The California Public Employees' Retirement System
, which manages more than $200 billion in assets, ended its relationship with the Pacific Corporate Group
, which both advised Calpers on investments in leveraged buyout funds and also managed money for Calpers. According to news reports
, Calpers was concerned both about poor performance and potential conflicts of interest. The move comes after a long series of investigations into influence peddling at state pension funds in California, New York, New Mexico and other states.
The move is significant in Oregon
for a couple of reasons: first, as the country's largest pension fund, Calpers often sets the tone for other state pension funds. Second and more germane to Oregonians, PCG is a long-time adviser to the Oregon Investment Council, which oversees more than $60 billion in state Public Employees' Retirement System pension dollars and other state funds.
PCG has long advised the state investment council on which leveraged buyout funds to invest with. PCG also sought to manage money for the OIC. But board members rejected that dual role, saying it could be a conflict of interest for a firm to both manage money for Oregon and tell the state which investments were the most promising.

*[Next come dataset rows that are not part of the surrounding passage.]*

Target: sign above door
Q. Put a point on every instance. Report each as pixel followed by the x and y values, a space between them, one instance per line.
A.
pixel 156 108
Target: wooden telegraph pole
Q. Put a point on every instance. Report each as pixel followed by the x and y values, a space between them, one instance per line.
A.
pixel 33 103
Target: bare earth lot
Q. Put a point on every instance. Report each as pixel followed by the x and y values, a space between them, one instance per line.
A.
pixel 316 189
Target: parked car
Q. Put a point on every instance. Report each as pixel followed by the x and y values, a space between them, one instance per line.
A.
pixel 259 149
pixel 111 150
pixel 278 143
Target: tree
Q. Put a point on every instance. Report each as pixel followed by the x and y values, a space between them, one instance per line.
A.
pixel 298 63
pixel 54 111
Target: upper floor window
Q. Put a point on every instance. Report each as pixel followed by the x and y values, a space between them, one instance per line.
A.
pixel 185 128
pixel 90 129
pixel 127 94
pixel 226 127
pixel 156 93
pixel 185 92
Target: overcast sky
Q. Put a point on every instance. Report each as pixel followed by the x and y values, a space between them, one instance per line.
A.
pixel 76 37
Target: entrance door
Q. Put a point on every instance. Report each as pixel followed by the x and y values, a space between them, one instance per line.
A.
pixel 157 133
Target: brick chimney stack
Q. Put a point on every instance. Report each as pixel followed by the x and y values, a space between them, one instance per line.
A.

The state investment council will pay PCG $900,000 for its advice this year and $950,000 next year under the terms of a contract agreed to in 2006. James Sinks, a spokesman for State Treasurer Ted Wheeler (who sits on the OIC and whose staff deals with the money managers who invest state funds) says PCG was both the highest rated and the cheapest of the advisers who competed for the state contract.
PCG has another Oregon connection. Gerard Drummond
, a former Portland lawyer and utility executive, serves as the chairman of the board of PCG Asset Management. Drummond, who served on the OIC for 17 years in two different stints—including 14 years as chairman—joined PCG Asset Management after leaving the OIC in 2006. Drummond and Treasury officials told WW
earlier this year that he has no contact with treasury staff and personally plays no role in advising the OIC on which investment managers to hire.
Updated at 11:15 am:
Treasury spokesman James Sinks provided the following statement in response to a request for comment on the CALPERS move:
Unlike California, the Oregon Investment Council has not contracted with PCG to directly manage any funds. The company serves as an independent consultant to the OIC on “private equity” funds, and recommends opportunities that may arise in the secondaries market.
The Oregon Investment Council is protective of Oregon assets and takes any allegations seriously, and arranged a briefing with PCG executives about the issues that sparked the California concern. There is confidence that Oregon has continued to receive expert and independent analysis, and that advice has helped to maintain Oregon's top-tier investment performance. (The consulting arm of PCG that deals with Oregon is separate and insulated from the part of the company that raised concerns.)
Even with the confidence, remember that he OIC does not rely solely on its consultants to vet potential investments. Those are chosen through a multi-tiered due diligence process in which the State Treasury evaluates a proposal, and it is separately evaluated by the consultant. Then, any investments must pass muster with members of OIC (which is not monolithic) and then the negotiations and terms of every deal involve the DOJ.
In September, the OIC extended [PDF] the contract for PCG by two years. That said, under the contract, the OIC retains the right to terminate, at will.